Xenogenesis Üçlemesi 2: Erginlenme Ritüelleri / Octavia Butler | Kitap Yorumu
Xenogenesis (Ya da Lilith'in Dölü) Üçlemesi'nin ikinci kısmında bu sefer Oankali'lerin egemenliğinde olan, canlı bir varlık olan uzay gemisinde değil, tanıdık bir yerde, dünyadayız. İlk kitabın sonunda olanların ardından bir süre geçmiş, Lilith'in melez çocuğu dünyaya gelmiş. Adı Akin. Anne-babası insan ama üç tane de Oankali ebeveyni var. Yani Akin yarı insan, yarı Oankali ve bu kitaptaki olayları onun gözüyle okuyoruz (anlatım tanrısal bakış açısıyla olsa da onun duygu ve düşüncelerini takip ediyoruz).

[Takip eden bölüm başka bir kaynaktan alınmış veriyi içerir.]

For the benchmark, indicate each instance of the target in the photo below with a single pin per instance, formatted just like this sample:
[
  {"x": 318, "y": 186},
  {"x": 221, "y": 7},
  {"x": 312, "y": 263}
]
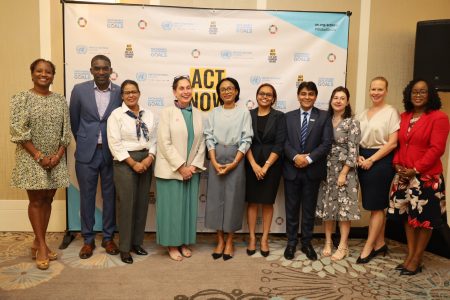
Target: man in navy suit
[
  {"x": 91, "y": 103},
  {"x": 309, "y": 139}
]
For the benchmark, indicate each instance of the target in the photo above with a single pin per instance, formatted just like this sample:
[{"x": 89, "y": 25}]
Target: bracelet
[{"x": 37, "y": 155}]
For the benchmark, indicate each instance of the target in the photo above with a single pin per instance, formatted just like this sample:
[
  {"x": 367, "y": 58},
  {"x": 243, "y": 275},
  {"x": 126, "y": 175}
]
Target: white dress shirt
[{"x": 122, "y": 135}]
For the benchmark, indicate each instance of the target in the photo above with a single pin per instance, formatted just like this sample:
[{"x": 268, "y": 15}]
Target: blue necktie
[{"x": 304, "y": 130}]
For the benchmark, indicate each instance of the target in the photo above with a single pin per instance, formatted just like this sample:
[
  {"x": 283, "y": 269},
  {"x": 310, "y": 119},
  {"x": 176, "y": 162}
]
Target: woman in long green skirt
[{"x": 179, "y": 160}]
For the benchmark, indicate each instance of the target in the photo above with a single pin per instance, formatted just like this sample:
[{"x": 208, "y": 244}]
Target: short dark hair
[
  {"x": 177, "y": 79},
  {"x": 236, "y": 86},
  {"x": 100, "y": 57},
  {"x": 128, "y": 81},
  {"x": 348, "y": 108},
  {"x": 434, "y": 101},
  {"x": 309, "y": 85},
  {"x": 274, "y": 92},
  {"x": 39, "y": 60}
]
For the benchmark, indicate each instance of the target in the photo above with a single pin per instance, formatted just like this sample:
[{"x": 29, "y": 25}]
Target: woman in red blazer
[{"x": 418, "y": 189}]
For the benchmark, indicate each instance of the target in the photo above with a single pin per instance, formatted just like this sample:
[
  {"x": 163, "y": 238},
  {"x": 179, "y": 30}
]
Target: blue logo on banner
[
  {"x": 331, "y": 27},
  {"x": 300, "y": 56},
  {"x": 114, "y": 23},
  {"x": 81, "y": 74},
  {"x": 244, "y": 28},
  {"x": 255, "y": 80},
  {"x": 158, "y": 52},
  {"x": 167, "y": 25},
  {"x": 155, "y": 101},
  {"x": 226, "y": 54},
  {"x": 81, "y": 49},
  {"x": 141, "y": 76},
  {"x": 326, "y": 81}
]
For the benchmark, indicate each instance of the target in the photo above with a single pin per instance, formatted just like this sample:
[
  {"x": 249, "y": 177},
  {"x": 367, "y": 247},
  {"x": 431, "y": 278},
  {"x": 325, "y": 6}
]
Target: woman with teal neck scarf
[{"x": 179, "y": 160}]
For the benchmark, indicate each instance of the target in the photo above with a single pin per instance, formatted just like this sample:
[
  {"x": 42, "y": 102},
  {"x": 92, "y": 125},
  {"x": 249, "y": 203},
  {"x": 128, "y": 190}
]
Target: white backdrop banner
[{"x": 153, "y": 44}]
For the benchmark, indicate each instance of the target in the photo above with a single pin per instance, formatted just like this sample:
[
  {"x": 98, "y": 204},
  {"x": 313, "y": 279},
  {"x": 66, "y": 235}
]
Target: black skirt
[
  {"x": 376, "y": 182},
  {"x": 263, "y": 191}
]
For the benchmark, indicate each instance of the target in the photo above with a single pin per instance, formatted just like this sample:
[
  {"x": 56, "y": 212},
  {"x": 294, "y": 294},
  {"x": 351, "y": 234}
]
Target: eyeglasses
[
  {"x": 268, "y": 95},
  {"x": 227, "y": 90},
  {"x": 128, "y": 93},
  {"x": 421, "y": 93}
]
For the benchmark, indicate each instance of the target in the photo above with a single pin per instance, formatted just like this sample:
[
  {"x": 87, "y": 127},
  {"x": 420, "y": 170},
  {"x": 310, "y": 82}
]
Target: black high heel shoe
[
  {"x": 216, "y": 255},
  {"x": 366, "y": 259},
  {"x": 227, "y": 257},
  {"x": 410, "y": 273},
  {"x": 383, "y": 250}
]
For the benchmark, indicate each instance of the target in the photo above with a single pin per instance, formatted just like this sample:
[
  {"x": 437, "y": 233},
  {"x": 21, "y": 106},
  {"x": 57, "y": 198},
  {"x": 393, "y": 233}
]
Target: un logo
[{"x": 141, "y": 76}]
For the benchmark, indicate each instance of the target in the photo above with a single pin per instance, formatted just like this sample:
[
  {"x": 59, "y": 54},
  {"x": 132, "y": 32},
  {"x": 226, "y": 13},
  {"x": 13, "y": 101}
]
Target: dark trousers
[
  {"x": 300, "y": 193},
  {"x": 133, "y": 191},
  {"x": 87, "y": 176}
]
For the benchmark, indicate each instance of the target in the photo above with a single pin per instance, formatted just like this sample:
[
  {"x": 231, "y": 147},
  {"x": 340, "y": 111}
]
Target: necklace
[{"x": 40, "y": 93}]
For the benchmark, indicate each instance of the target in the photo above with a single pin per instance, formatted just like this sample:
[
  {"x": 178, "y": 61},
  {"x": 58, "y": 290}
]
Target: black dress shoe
[
  {"x": 381, "y": 250},
  {"x": 227, "y": 257},
  {"x": 251, "y": 252},
  {"x": 410, "y": 273},
  {"x": 309, "y": 251},
  {"x": 366, "y": 259},
  {"x": 139, "y": 250},
  {"x": 217, "y": 255},
  {"x": 289, "y": 252},
  {"x": 126, "y": 257}
]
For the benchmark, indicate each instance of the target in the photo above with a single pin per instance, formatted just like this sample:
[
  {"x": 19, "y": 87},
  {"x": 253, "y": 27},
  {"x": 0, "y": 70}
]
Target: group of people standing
[{"x": 325, "y": 158}]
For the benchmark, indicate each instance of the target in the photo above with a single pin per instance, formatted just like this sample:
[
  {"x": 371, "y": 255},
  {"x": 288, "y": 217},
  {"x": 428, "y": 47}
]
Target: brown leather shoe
[
  {"x": 110, "y": 247},
  {"x": 86, "y": 251}
]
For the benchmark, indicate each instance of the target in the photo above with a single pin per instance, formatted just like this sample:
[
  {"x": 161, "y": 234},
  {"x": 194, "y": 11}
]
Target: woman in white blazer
[{"x": 179, "y": 160}]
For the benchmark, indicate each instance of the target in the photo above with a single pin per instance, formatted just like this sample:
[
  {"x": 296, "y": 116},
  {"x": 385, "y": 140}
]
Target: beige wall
[{"x": 391, "y": 49}]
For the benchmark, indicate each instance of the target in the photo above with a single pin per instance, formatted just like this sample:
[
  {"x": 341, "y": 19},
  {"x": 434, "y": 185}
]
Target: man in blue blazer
[
  {"x": 309, "y": 139},
  {"x": 91, "y": 103}
]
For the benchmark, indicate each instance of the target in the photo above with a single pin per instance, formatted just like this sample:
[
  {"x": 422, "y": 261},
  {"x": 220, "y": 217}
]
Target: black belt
[{"x": 142, "y": 150}]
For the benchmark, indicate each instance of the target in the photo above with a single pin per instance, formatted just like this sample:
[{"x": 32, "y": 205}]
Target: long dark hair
[
  {"x": 348, "y": 109},
  {"x": 434, "y": 101},
  {"x": 39, "y": 60},
  {"x": 274, "y": 92}
]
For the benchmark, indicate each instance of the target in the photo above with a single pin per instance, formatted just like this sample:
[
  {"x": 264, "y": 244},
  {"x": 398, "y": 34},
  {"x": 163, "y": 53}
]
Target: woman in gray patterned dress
[
  {"x": 338, "y": 195},
  {"x": 39, "y": 125}
]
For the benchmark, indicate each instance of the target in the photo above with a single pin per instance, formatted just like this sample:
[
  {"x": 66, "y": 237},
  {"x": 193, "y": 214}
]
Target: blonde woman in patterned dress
[
  {"x": 39, "y": 125},
  {"x": 338, "y": 195}
]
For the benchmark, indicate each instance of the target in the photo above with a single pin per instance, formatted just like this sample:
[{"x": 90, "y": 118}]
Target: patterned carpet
[{"x": 157, "y": 277}]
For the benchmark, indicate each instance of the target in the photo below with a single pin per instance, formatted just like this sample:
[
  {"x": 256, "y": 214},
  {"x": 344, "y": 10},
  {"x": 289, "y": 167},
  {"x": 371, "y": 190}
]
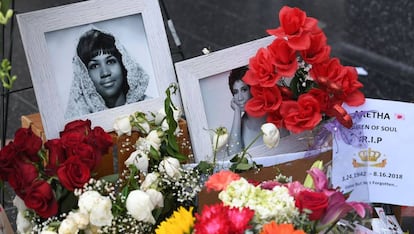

İlk kitaptaki temaların (sömürgecilik, kültür emperyalizmi, güç-ilişkileri vs.) ve ahlaki ikilemlerin ikinci kitapta da tekrar ettiğini görüyoruz. İnsanları, onların yıkımı olduğunu iddia ettikleri "hiyerarşi iç-güdüsünden" dolayı eleştiren ve bu yüzden üreyip çoğalmalarına izin vermeyen Oankali toplumunu bu kez hibrid bir birey olan Akin'in gözünden inceleme fırsatı buluyoruz. Bu açıdan kitabı keyifle okuduğumu söyleyebilirim. Akin'in hem Oankalileri hem de insanları objektif bir bakışla anlamaya çalışması bu sırada bizim de esasında yabancı olduğumuz Oankaliler hakkında daha sağlıklı bir fikir edinmemizi sağlıyordu. İlk kitapta onları salt insan olan Lilith'in gözünden görmüştük. Lilith onların "tuhaflığını" kabul etmiş ve buna direnmemiş bir insandı; başından itibaren onlara sempatiyle yaklaştığını bile söyleyebiliriz. Oankaliyi bir kurtarıcı olarak görmüş ve "takas" dedikleri şeyi, soylarını devam ettirme karşılığında yapmaları gereken fedakarlığı makul bulmuştu. Diğer yanda ise, buna direnen bir grup insan vardı.
Akin, işte bu direnişçi insanlarla vakit geçiriyor ve onların ortaya koyduğu bu direnişin altındaki psikolojiyi anlamaya, onlarla empati kurmaya çalışıyor. Okur olarak biz de bu kısımları okurken şunu soruyoruz: üreme hakkı elinden alınmış, buna rağmen uzun bir yaşamla ödüllendirilmiş (?) bir topluluk yaşamaya devam etme motivasyonunu nerede/neyde bulur? Devam etmek için herhangi bir nedeni olur mu? Üreme, soyunu devam ettirme canlıların temel iç-güdüsüyse, bu elinden alındığında insan nasıl hisseder, nasıl davranır? Kitap elbette bu sorulara doğrudan yanıtlar vermiyor, yalnızca bunları sormanızı sağlayacak kesitler sunuyor ve sizi düşüncelerinizle baş başa bırakıyor.
Herkes üreyip dururken "böyle bir dünyaya çocuk getirmek istemiyorum" demesi kolay (ki ben de öyle diyorum). Ama hiçbirimizin üreyemediğini bir düşünün. Bizimkisinin son insan nesli olacağını. O zaman hayatımız nasıl olurdu? Binalar inşa etmeye, romanlar yazmaya devam edebilir miydik? Elli veya yüz yıl sonra yeryüzünde hiçbir insanın kalmayacağını bilsek bunları yapmak içimizden gelir miydi yoksa boşuna mı derdik? Acaba gerçekten de bugünü yaşanır kılan şey insanlığın bir şekilde devam edeceğinden, anne/baba olmasak bile "çocuklarımızın" bir geleceği (kötü de olsa) olduğundan emin oluşumuz mu?
Kitabı en çok sorgulattığı bu şeyler nedeniyle sevdim. Hikayesi de oldukça akıcıydı, yalnızca üçüncü bölümde temposu biraz düşer gibi oldu ama son çeyrekte yine hızlandı ve merakla okuttu kendini. Akin karakterinden çok hoşlandım. Ergin halini okumak için de sabırsızlanıyorum.